From here the play leapfrogs back in time to various turning points in the tangle of revelations and secrets that followed in the wake of Jerry's semi-intoxicated confession of love one night during a party at Emma and Robert's house. As the play progresses toward this last -- or first -- encounter, almost a decade earlier, we tot up the little betrayals that led to bigger ones, take note of who is concealing what at any given moment, calibrate the changing temperature of Emma and Jerry's affair. As an intellectual exercise, the production is good fun, but emotionally it's a game of diminishing returns.
For this it's hard to fault the actors, who give performances that are impeccable by any standards -- except, perhaps, the peculiar ones particular to Pinter. All three of the lead performances are too often emotionally direct in a way that Pinter's play consciously, even meticulously, is not. This brings some rewards: Binoche has an inviting warmth and fragility that makes the play's opening scene heartbreaking to watch; in the birdlike gestures, halting speech and moist eyes she is the picture of a woman who has arrived at the edge of an emotional crisis. When she ends the scene by saying, "It doesn't matter; it's all over," the production hits a note of depth that it rarely matches.

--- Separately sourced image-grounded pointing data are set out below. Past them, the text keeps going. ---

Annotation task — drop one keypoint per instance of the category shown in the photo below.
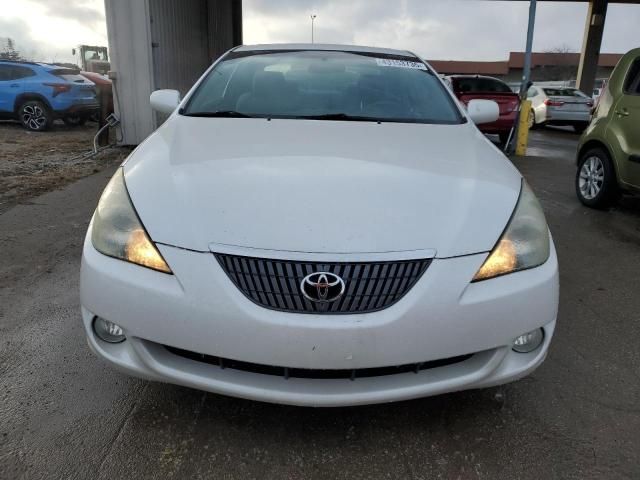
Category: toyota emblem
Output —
(322, 287)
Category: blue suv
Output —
(37, 93)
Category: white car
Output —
(320, 225)
(559, 106)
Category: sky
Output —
(47, 30)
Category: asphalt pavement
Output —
(65, 414)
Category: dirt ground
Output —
(32, 163)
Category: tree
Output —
(9, 51)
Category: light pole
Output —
(313, 17)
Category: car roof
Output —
(475, 76)
(324, 47)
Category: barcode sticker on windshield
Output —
(389, 62)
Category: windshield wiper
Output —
(220, 113)
(340, 116)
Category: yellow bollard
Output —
(523, 128)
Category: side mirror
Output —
(483, 111)
(165, 101)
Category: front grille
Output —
(318, 374)
(275, 284)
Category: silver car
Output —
(559, 106)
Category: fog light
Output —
(529, 341)
(108, 331)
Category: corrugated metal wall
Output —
(158, 44)
(187, 36)
(225, 26)
(179, 41)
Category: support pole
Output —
(593, 30)
(521, 143)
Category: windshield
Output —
(480, 85)
(327, 85)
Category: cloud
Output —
(86, 12)
(434, 29)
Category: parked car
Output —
(559, 106)
(37, 93)
(320, 225)
(104, 93)
(609, 151)
(467, 87)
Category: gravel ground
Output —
(32, 163)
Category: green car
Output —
(609, 150)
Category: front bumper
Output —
(561, 117)
(198, 309)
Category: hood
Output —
(321, 186)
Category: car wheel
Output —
(580, 127)
(596, 179)
(532, 120)
(35, 115)
(74, 120)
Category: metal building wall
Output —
(180, 43)
(157, 44)
(131, 67)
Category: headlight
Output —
(525, 242)
(118, 232)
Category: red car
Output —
(470, 87)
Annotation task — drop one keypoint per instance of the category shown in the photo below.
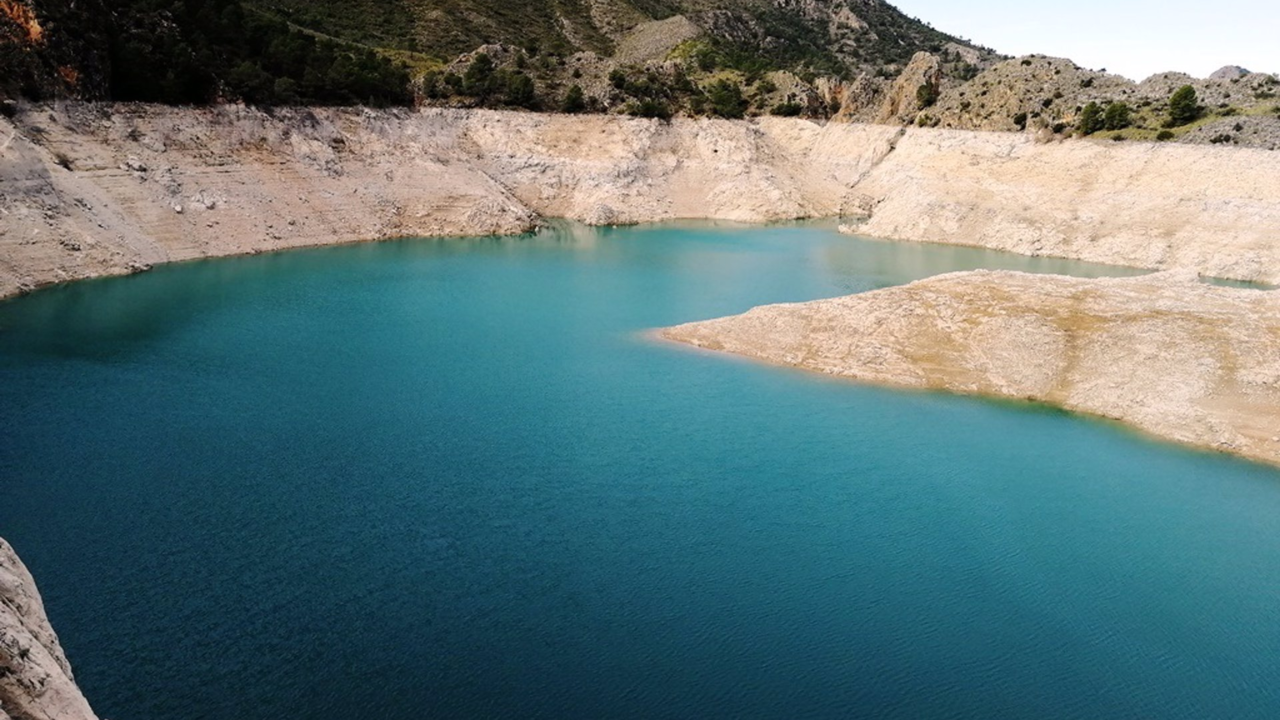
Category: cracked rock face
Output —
(36, 680)
(1165, 354)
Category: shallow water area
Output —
(452, 479)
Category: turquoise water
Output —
(448, 479)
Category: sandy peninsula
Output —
(1165, 352)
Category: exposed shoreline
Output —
(90, 190)
(1162, 354)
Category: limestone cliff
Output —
(1164, 352)
(36, 682)
(90, 190)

But the very qualities that make Binoche such an appealing stage presence -- the wondrous transparency of her emotions -- are really antithetical to Pinter in general and the play in particular. Binoche brings the play's subtext -- the deep responses hidden beneath the secrets and subterfuge, and masked by the prosaic dialogue -- right to the surface, leaving nothing but shallows underneath. Without the presence of the tension between what is said and what looms behind it, the play seems somewhat underwritten, the characters shallow. And while Binoche speaks English in the proper manner of a French woman long resident in London, she cannot master the meaningful inflections and emphases that are so vital to the effect of Pinter's dialogue.
Although he strikes not a single false note, Slattery is a somewhat too soft and jovial presence; we see his vulnerability all too clearly. The scene in which Robert gets volubly soused at lunch, having just learned of the affair between Emma and Jerry, is the comic highlight of the production. But an element of menace and manipulation, of Robert's furies seething beneath the surface, is missing here and elsewhere.
Indeed, everyone in this love triangle seems so comfortable and friendly that there doesn't seem to be much at stake. Schreiber, who handles the language quite beautifully, is most effective, but of course his character, because of what he doesn't know, is the least emotionally complex.
Pinter pointedly ends the play with a scene that's as fraught with overt emotion as the rest of the play is devoid of it. In the darkness of her bedroom, where Emma has come to fix her makeup, Jerry spills out his anguished confession of love in a torrent of language that's as florid as all that has gone before it is spare. (Howell's costumes, by the way, cleverly increase in color to match the tenor of the romance: In dull gray layers as the play begins, Binoche is in deep red velvet at the final curtain.) The scene should arrive like a thunderclap after the rigorous repression of what has gone before; but in this production, in which not a lot seems to be repressed, it merely plays like another tepid episode in a chronicle more notable for its silken surfaces than its dramatic depths.